Is there some flag or magic I can use to make HJWASM complain less and behave like MASM in this case (treat all as memory pointers of the right size despite type being QWORD PTR)? Currently I am using hjwasm -elf64 -c -Zm -Zf on Linux x64

jj2007

You might try this option:-Zg Generated code is to exactly match Masm's one
Hope it helps - the HJWasm crew seems on holidays.

Other things to try:
OWORD ptr
movlps xmm0, qword ptr [mem]   ; with movhps, often faster than a movupd

rrr314159

Do you have the latest HJWASM? It had a problem like this about a year ago: insisting on a prefix, XMMWORD PTR, that ML64 didn't require. Habran fixed it about 6 months ago, IIRC. I'm not quite sure it's the same problem you have, but it was similar. Don't know if the Linux version was also fixed. Try the latest version. If that doesn't help recommend you PM habran, or the rest of the crew.
I am NaN ;)

hutch--

ML64 does require the full data size definition on YMM registers.

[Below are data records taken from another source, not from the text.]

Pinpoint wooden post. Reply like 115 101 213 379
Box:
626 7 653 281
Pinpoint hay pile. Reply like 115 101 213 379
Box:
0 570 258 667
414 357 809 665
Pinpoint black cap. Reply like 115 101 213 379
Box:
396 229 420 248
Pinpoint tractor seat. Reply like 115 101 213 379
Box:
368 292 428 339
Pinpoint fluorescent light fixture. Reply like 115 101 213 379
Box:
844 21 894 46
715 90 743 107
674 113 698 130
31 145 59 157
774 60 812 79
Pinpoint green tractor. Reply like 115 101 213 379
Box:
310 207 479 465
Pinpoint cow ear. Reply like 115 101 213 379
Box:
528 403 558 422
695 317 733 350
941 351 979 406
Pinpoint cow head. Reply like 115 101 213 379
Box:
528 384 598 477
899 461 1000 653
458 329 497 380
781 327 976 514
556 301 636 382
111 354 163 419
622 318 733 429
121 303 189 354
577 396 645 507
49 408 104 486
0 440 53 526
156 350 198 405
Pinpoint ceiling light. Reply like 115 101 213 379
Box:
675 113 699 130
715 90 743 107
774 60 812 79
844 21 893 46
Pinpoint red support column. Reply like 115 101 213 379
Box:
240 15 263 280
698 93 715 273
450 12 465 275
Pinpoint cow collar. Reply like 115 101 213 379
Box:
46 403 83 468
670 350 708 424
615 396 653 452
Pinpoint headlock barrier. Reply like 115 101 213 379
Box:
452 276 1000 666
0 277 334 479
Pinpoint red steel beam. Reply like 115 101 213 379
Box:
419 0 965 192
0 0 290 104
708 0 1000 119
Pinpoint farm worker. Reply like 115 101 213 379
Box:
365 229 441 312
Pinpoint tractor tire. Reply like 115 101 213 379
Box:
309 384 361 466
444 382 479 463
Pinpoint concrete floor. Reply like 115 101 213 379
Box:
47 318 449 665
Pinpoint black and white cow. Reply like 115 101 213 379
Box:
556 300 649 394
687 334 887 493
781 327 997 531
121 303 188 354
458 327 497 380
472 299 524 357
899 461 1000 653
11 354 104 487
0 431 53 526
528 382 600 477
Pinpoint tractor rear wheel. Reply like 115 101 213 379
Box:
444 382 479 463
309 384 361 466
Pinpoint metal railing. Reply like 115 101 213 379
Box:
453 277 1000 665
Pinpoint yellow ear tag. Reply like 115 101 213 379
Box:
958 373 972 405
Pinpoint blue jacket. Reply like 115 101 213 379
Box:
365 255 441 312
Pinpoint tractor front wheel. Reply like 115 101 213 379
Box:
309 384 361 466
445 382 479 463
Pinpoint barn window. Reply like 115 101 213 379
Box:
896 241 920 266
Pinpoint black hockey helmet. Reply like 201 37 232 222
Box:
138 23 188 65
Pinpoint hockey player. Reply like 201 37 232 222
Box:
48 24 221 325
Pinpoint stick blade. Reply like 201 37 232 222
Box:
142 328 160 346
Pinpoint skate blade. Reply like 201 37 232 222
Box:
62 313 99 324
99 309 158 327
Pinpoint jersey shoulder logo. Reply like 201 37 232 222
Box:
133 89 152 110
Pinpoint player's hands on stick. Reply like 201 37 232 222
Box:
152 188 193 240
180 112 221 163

    vmovntdqa ymm0, YMMWORD PTR [rcx+r10]
    vmovntdq YMMWORD PTR [rdx+r10], ymm0


Is it only an issue of typing ?

johnsa

I wish we were on holiday! :)

We're busy finalizing v2.15 of HJWASM.. hence being so quiet.

We've fixed the eip/rip related bug that was mentioned on the forums but the bulk of the work has been around implementing VECTORCALL calling convention and standardized simd types.
I'll have a look at this issue and if something crops up that requires attention we'll squeeze it into 2.15

johnsa

ok,

I've gone through all the scenarios I can think of testing this using the latest hjwasm source and this works perfectly:



.data
        aDouble REAL8 1.0
bDouble REAL8 2.0
XPTR equ <QWORD PTR>
align 16
aVec dq 2 DUP (0)
bVec __m128i <0,0,0,0>

.code
vmovsd xmm0,aDouble
vmovsd xmm1,bDouble
vsubsd xmm1,xmm1,aDouble
vsubsd xmm1,xmm1,qword ptr bDouble
vsubsd xmm1,xmm1,XPTR bDouble
XMEM equ XPTR bDouble+0
vsubsd xmm1,xmm1,XMEM
vmovaps xmm0,aVec
vmovaps xmm1,bVec
XMEM2 equ XPTR aVec+8
vsubsd xmm1,xmm1,XMEM2
XMEM3 equ XPTR aVec+0
XMEM4 equ XPTR bVec+0
vmovaps xmm0,XMEM4
vsubpd xmm0,xmm0,XMEM3

movsd xmm0,aDouble
movsd xmm1,bDouble
subsd xmm1,aDouble
subsd xmm1,qword ptr bDouble
subsd xmm1,XPTR bDouble
XMEM5 equ XPTR bDouble+0
subsd xmm1,XMEM5
movaps xmm0,xmmword ptr aVec
movaps xmm1,bVec
XMEM6 equ XPTR aVec+8
subsd xmm1,XMEM6
XMEM7 equ xmmword ptr aVec+0
XMEM8 equ bVec+0
movaps xmm0,XMEM8
subpd xmm0,XMEM7



So this should be working for you with 2.14 ?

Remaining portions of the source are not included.